I’m inclined to invoke scorer’s discretion and give him a parting W right now. AY had us on his side all the way through a career that, on the surface, shouldn’t have inspired excess affection. He was with us when the contemporary accumulation of Mets wasn’t extraordinarily likable, never mind lovable. But we liked AY a great deal. We looked past the L’s. He helped us see there can be far more to a person enmeshed in competitive endeavors than a bottom line can convey.
AY the person inspired rave-filled scouting reports, when he was playing and when he was retired. You could be given some leeway for grumpiness if you were caught in a vortex of undesirable outcomes. AY didn’t take it. He was, by all anecdotal and observational evidence, one of the good guys. The sadness of the final loss [2] suffered by those closest to him speaks mournfully for itself.
AY the pitcher is inextricable from his record. He went 5-35 from his big league promotion in August of 1991 to his last Met outing in September of 1993. It doesn’t jibe with an ERA of 3.82, nor does it reflect 18 saves collected as a substitute closer. Yet that’s not the record we think of when we think of Anthony Young. No Mets fan who was around in 1992 and 1993 doesn’t know the record or at least the gist of it. No pitcher in the history of baseball had his name attached to more consecutive losing decisions. AY’s total reached 27 before the streak mercifully snapped.

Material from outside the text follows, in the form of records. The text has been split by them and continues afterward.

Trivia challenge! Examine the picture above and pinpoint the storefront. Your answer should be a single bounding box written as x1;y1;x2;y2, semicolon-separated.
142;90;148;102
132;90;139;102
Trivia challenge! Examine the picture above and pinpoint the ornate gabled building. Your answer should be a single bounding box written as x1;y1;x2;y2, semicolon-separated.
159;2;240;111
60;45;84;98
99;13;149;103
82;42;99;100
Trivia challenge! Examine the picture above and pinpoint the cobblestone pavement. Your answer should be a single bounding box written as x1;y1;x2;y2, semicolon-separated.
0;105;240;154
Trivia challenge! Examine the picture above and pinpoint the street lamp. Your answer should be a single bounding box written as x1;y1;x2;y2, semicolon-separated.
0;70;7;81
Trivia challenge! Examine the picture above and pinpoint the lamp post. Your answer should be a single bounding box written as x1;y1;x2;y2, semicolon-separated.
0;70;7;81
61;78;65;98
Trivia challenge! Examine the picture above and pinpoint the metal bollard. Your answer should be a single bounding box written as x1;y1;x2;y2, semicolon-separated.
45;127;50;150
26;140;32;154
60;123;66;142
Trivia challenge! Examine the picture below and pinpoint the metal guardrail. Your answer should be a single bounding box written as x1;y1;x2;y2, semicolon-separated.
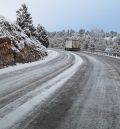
81;50;120;57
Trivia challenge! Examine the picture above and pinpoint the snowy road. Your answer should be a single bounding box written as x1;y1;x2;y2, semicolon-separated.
0;52;120;129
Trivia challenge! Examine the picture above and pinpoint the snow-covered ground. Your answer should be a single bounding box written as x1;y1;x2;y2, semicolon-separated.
0;50;59;74
83;51;120;59
0;51;83;129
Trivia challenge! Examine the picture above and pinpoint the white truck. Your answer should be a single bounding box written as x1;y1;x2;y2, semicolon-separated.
65;39;80;51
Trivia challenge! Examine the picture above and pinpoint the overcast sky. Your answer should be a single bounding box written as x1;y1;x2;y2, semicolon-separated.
0;0;120;32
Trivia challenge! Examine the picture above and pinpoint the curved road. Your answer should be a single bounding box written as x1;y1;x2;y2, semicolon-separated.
0;52;120;129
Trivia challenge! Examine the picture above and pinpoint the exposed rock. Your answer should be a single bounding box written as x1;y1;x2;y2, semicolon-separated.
0;17;47;68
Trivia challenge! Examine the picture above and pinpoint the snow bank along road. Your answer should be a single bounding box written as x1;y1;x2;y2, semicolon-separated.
0;52;120;129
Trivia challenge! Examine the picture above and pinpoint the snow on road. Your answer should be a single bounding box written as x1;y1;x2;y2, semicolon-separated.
0;50;59;75
0;52;83;129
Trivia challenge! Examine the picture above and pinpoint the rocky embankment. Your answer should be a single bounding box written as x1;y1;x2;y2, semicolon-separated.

It’s one of baseball’s oft-discussed and increasingly derided quirks that wins and losses are personally assigned to one man per game. Nobody ever talks about the winning second baseman or the losing left fielder. Only the pitcher, and it has to be the pitcher in the right or wrong spot and the right or wrong moment. Sometimes there’s no space for debate — one guy pitched really long and really well and the other guy pitched really badly from jump, and there’s your W and your L, put them in the books. Sometimes, however, a pitcher who winds up with one of those letters affixed to his name is extremely lucky or unlucky. To our custom of thinking, AY was usually the latter.

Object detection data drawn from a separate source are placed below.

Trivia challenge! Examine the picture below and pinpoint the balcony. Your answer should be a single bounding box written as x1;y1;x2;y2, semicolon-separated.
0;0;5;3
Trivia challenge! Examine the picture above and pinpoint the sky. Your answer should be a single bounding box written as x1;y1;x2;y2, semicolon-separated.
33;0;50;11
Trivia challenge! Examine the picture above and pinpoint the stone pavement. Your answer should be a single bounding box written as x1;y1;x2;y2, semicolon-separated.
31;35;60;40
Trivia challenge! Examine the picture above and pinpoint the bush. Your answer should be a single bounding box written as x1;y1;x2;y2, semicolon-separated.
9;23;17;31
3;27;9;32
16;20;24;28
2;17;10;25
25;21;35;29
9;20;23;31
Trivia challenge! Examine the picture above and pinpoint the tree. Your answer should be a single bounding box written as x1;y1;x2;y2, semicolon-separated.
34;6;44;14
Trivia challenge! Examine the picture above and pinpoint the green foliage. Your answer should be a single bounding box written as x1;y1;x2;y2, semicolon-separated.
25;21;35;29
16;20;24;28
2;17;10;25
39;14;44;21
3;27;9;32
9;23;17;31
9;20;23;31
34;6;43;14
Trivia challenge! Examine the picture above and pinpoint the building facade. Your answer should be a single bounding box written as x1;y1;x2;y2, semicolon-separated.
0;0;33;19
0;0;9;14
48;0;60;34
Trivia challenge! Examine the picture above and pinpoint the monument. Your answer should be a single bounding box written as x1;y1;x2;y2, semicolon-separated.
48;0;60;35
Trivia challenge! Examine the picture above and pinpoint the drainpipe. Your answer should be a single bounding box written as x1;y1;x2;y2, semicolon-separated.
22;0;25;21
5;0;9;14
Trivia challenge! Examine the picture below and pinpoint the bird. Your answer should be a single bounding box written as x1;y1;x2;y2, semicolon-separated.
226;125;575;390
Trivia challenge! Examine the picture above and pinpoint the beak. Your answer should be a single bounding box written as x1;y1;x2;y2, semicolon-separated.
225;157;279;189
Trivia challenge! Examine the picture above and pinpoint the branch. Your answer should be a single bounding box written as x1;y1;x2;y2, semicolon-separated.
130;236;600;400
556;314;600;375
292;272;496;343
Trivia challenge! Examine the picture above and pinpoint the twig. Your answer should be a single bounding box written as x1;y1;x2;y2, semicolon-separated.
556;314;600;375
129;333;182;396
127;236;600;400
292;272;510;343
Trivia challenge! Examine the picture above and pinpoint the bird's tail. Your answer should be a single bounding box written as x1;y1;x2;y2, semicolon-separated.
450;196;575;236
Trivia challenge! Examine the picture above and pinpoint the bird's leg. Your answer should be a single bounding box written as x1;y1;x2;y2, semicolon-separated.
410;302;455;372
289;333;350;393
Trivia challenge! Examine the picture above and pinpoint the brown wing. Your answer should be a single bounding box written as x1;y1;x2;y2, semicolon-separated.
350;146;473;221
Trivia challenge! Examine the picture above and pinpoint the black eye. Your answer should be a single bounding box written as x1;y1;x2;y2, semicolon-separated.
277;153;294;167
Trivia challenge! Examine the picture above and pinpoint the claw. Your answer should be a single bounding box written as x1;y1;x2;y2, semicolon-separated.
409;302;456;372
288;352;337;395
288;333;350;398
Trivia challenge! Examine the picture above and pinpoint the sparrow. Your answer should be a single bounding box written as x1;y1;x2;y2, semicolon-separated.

We understand the context. We didn’t and wouldn’t wish being known as the “loser” of 27 consecutive anythings on anybody (give or take a uniform). Yet associating Anthony Young with that word seemed wrong. Even the “unlucky” part didn’t fully fit. Anthony Young was a major league pitcher, given the opportunity to ply a unique skill again and again. It didn’t work out on a given day? He didn’t give up. Again and again he took the ball. Again and again something found a way to go awry. Again and again he was back on the mound, pitching well enough to earn the next chance. Surely his luck, as we conventionally conceive it, had to change.
Twenty-four years ago today, AY and I were at Shea Stadium trying to avert history’s tap on the shoulder. AY was sitting on 23 straight losses. I was sitting in Loge. He was trying to win. I was trying to root him toward that preferred result. No dice for either one of us. He pitched as he always did — professionally; and I rooted as I always did — faithfully. We each did what we could, yet we both absorbed another loss, the 24th straight for him, the new, unwanted standard. Not visible in that Sunday’s box score was we both gave it what we had and we were both back for more at the first available opportunity. It was as satisfying a transaction as AY and I could muster under the circumstances of 1993.

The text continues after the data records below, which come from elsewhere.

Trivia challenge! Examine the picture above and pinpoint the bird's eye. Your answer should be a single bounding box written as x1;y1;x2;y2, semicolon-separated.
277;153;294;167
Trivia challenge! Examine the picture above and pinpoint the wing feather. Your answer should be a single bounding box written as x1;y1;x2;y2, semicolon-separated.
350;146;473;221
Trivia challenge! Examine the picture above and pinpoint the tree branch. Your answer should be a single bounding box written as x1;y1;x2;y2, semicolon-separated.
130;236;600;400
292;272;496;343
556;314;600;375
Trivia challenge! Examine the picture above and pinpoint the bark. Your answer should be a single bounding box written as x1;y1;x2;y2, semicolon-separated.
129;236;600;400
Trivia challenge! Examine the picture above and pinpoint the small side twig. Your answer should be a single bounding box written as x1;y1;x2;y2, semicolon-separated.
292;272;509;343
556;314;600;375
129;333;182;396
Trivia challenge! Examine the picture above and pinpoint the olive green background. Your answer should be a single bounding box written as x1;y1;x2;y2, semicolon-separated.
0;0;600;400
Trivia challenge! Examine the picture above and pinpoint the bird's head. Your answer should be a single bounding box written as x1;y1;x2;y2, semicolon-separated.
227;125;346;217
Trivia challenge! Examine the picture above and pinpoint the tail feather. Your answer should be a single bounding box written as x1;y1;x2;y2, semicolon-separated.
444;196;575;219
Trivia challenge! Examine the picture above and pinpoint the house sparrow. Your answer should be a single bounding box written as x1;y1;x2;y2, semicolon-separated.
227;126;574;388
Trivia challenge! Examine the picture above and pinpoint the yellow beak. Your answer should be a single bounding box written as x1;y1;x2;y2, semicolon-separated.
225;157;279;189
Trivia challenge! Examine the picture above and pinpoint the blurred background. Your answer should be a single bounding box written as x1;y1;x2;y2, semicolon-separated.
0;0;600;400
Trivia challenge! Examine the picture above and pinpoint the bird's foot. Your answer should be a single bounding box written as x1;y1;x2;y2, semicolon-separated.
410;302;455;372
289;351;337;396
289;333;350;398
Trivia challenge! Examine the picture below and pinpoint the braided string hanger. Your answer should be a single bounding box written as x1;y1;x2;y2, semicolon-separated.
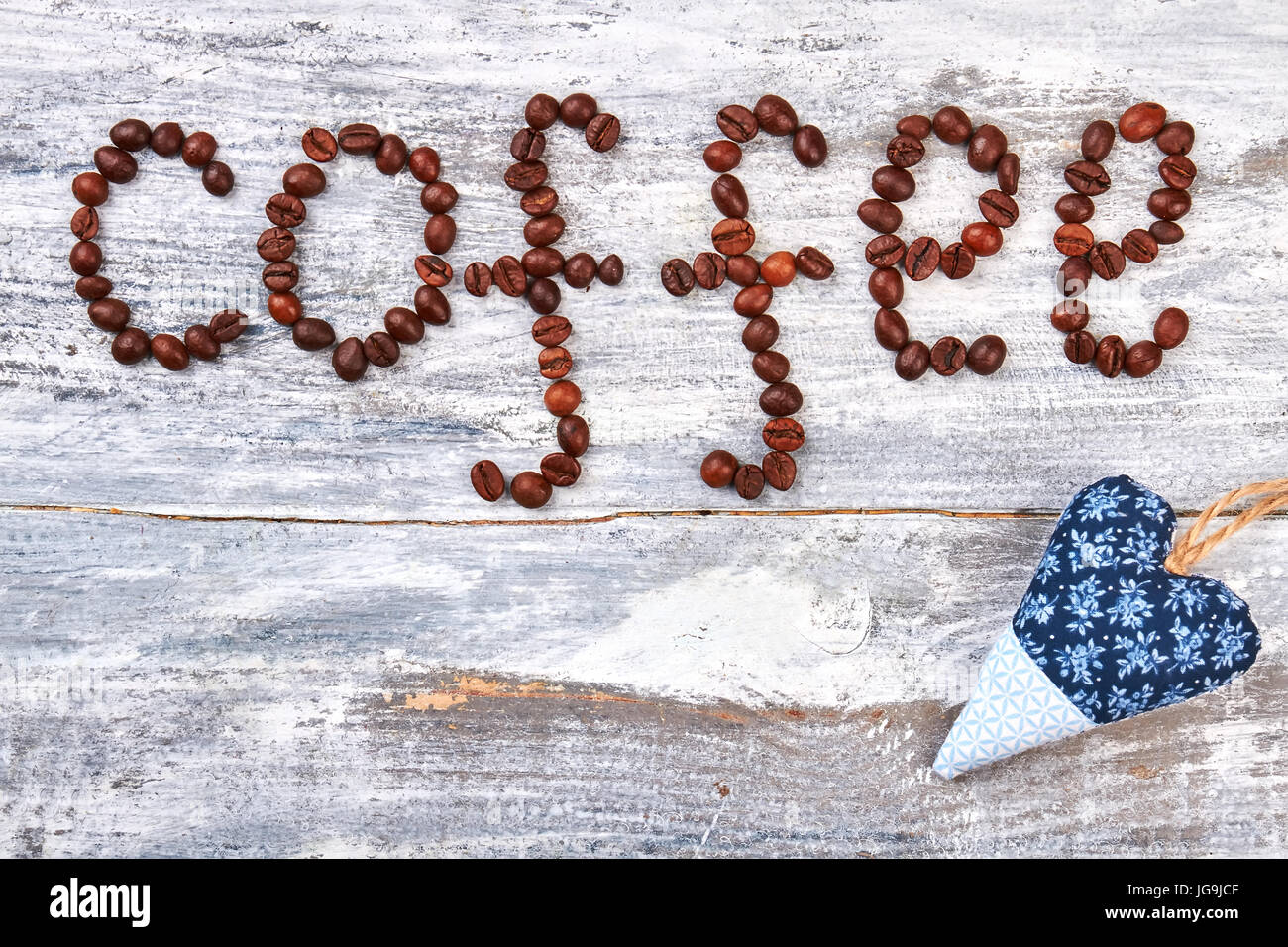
1163;478;1288;576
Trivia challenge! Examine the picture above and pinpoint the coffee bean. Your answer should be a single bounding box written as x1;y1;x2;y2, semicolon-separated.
510;472;554;510
1087;240;1127;279
407;145;442;184
733;464;765;500
696;250;728;288
1096;332;1127;377
742;313;778;352
183;325;223;362
523;93;559;132
894;340;930;381
331;340;368;382
979;191;1020;227
471;460;505;502
872;164;917;204
903;237;940;282
587;112;622;151
966;335;1006;376
300;125;340;164
107;119;152;151
528;277;561;316
760;417;805;451
702;138;742;174
930;335;966;377
492;256;528;296
868;266;903;309
966;125;1006;174
94;145;139;184
930;106;971;145
796;246;836;281
1055;194;1096;224
559;91;599;129
112;326;152;365
282;164;326;198
555;415;590;458
760;381;804;417
1154;305;1190;349
179;132;219;167
872;307;909;352
152;333;190;371
754;95;799;136
859;197;903;233
711;218;756;257
1118;102;1167;142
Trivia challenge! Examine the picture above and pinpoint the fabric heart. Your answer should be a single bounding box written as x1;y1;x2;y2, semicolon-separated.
935;476;1261;779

The streak ended a little over a month later. I strained to listen through static in Penn Station. My train was being called, but I had to wait, had to hear if the winning run was going to cross the plate. It did. The Mets beat the Marlins, by coincidence their opponent tonight, 5-4. Anthony Young was the pitcher of record on the winning side. [3] There was a lot of cheering at Shea Stadium and a little in Penn Station.
AY won one game in 1993. The Mets won 59. Somehow, it was the best of times.